4 Trouble-Spots in the Airport Passenger Experience

4 Trouble-Spots in the Airport Passenger Experience

Last updated: January 31, 2019Perry Kuklin

The quality of the airport passenger experience has come to the forefront of an industry that is experiencing more competition than ever. Passengers are informed and equipped to make their choice of departure and arrival airports based less on necessity and more on preference. Fail to meet the growing expectations of passengers? Watch your airport brand suffer.

Here are four trouble-spots that tend to cause passengers to reroute their itineraries:

1. Stress at security checkpoints

Security checks serve to increase the level of trust passengers have in an airport (Chen et al. (2015)), but the security screening process is also associated with the highest rate of negative emotions during a passenger’s journey–from booking to bag collection at the arrival airport (SITA, 2016).

A recent AviationFacts.eu report, Airport Security from a Passenger’s Perspective, concluded that the security checkpoint could be a source of competitive advantage to those airports that can optimize the process and the passenger’s feelings of safety. Furthermore, the report found a significant relationship between passenger satisfaction, wait times, and perceived security quality where shorter wait times and better perceived security quality resulted in higher passenger satisfaction.

Airports will find a range of technology- and non-technology-based solutions to drive down wait times and relieve stress at security checkpoints.

2. Wait times throughout airport queues

Just like at security checkpoints, wait times across all airport queues can become a trouble-spot for the passenger experience. Long, unruly waits lead to passenger dissatisfaction while shorter, well-organized waits help improve the overall passenger experience. When you consider the International Airport Transport Association’s prediction that airline travel will rise to nearly 8 billion passengers in 2036, almost double the passengers who flew last year, wait times are a clear concern.

Airports are responding with technology and practices designed to reduce wait times. Today, 88% of airports have self-check-in kiosks and 95% expect to have such kiosks in the next three years, according to SITA’s survey. Add to this, 42% of airports now have wait-time monitoring technology, a jump from 31% in 2017, also according to SITA.

3. Agent productivity

With a rise in airport travel comes rising pressure on airport and airline agents to serve more people, more efficiently. Without the right strategies in place to empower agents to better serve passengers, this can create trouble-spots along the passenger journey.
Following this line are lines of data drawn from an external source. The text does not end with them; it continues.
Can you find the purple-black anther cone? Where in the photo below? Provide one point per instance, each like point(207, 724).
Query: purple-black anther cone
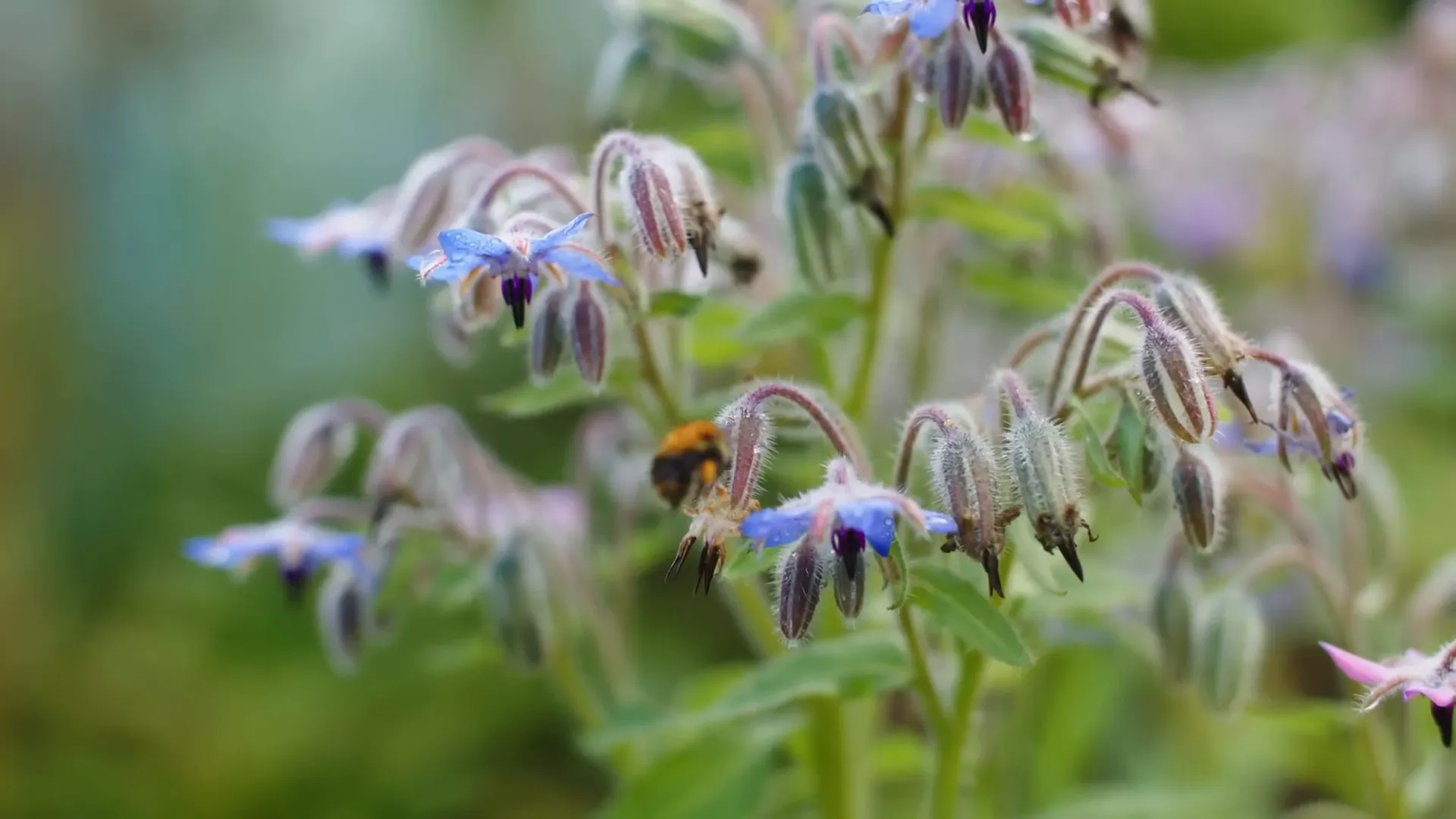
point(516, 290)
point(849, 545)
point(981, 17)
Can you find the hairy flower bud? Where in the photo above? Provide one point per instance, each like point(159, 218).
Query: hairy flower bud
point(1009, 77)
point(647, 190)
point(587, 330)
point(548, 335)
point(1172, 618)
point(810, 218)
point(315, 447)
point(800, 580)
point(1190, 306)
point(1197, 483)
point(1228, 648)
point(845, 146)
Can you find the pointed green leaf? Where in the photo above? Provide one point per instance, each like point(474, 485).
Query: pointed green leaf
point(981, 216)
point(957, 605)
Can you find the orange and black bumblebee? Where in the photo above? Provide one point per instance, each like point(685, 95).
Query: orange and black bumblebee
point(689, 461)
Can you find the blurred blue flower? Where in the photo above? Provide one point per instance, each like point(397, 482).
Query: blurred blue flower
point(517, 259)
point(299, 548)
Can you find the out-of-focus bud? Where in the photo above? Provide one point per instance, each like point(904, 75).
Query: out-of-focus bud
point(707, 31)
point(315, 447)
point(954, 77)
point(1044, 466)
point(587, 330)
point(1228, 648)
point(511, 592)
point(739, 251)
point(622, 72)
point(1009, 77)
point(647, 190)
point(1190, 306)
point(1172, 618)
point(343, 608)
point(800, 582)
point(845, 146)
point(1197, 480)
point(548, 335)
point(810, 218)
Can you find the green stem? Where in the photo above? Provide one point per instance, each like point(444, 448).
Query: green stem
point(921, 672)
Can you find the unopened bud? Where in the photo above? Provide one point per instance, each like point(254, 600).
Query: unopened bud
point(1172, 620)
point(548, 334)
point(1228, 648)
point(511, 598)
point(587, 330)
point(810, 218)
point(849, 572)
point(316, 445)
point(800, 580)
point(647, 190)
point(848, 150)
point(1046, 471)
point(1197, 483)
point(1009, 77)
point(1190, 306)
point(954, 77)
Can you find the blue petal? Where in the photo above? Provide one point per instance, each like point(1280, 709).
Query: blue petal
point(574, 262)
point(775, 528)
point(940, 522)
point(462, 242)
point(560, 235)
point(890, 8)
point(874, 518)
point(932, 19)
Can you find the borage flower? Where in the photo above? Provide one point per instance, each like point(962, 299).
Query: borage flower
point(354, 231)
point(516, 257)
point(832, 525)
point(1414, 675)
point(299, 548)
point(930, 18)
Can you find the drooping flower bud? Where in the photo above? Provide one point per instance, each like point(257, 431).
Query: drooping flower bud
point(1044, 466)
point(587, 330)
point(548, 335)
point(1172, 618)
point(1197, 482)
point(845, 146)
point(800, 580)
point(1228, 648)
point(954, 76)
point(647, 190)
point(1190, 306)
point(1009, 77)
point(810, 219)
point(315, 447)
point(981, 17)
point(849, 572)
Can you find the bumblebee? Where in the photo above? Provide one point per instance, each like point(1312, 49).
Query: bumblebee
point(689, 461)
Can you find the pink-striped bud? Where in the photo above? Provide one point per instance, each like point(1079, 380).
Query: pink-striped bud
point(647, 191)
point(587, 330)
point(1009, 79)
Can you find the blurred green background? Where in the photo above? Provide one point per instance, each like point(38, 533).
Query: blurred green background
point(156, 344)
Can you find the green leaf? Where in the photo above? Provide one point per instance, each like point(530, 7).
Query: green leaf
point(801, 315)
point(674, 303)
point(721, 776)
point(1128, 444)
point(983, 218)
point(1097, 461)
point(564, 391)
point(957, 605)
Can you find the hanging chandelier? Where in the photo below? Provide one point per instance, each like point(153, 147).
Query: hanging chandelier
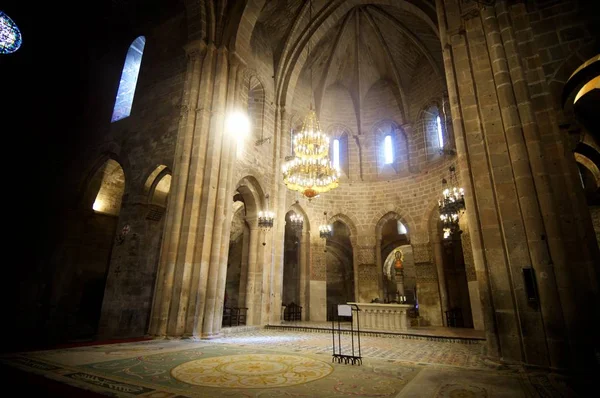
point(265, 218)
point(297, 222)
point(325, 230)
point(451, 205)
point(310, 171)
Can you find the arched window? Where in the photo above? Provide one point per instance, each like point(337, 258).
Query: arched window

There are a number of ways airports and airlines can empower agents to be more productive. These include giving them visibility into passenger traffic in the form of real-time footfall analytics. Based on this information, agents can be quickly rerouted to areas where passenger demand is heavy. Automating queuing-related functions is another way to keep agent productivity high. For example, analytics and queuing technologies can be set up to automatically send passengers to areas that have shorter waits; send service agents to areas that have higher demand; allocate service resources in an optimal way; and send alerts to open or close service positions. By automating these tasks, agents are empowered to spend less time routing passengers and more time serving them.

4. Restroom cleanliness

“Bathroom cleanliness is a big driver of satisfaction at airports, and if you want a pleasant experience, clean bathrooms are a must,” said Dimitri Coll, the associate director for the Airports Council International in a recent New York Times article. For its part, DFW airport recently adopted Lavi Industries’ Qtrac iM system to capture passenger feedback on the condition of its restrooms and understand what’s going on in the restrooms as far as usage and cleaning. Real-time facility maintenance technology is helping airports avoid the trouble-spot of poorly-maintained restrooms both in terms of passenger satisfaction and also in terms of resource utilization.

Is your airport environment set up to minimize the trouble-spots and maximize passenger satisfaction? Which of these trouble-spots will you fix next?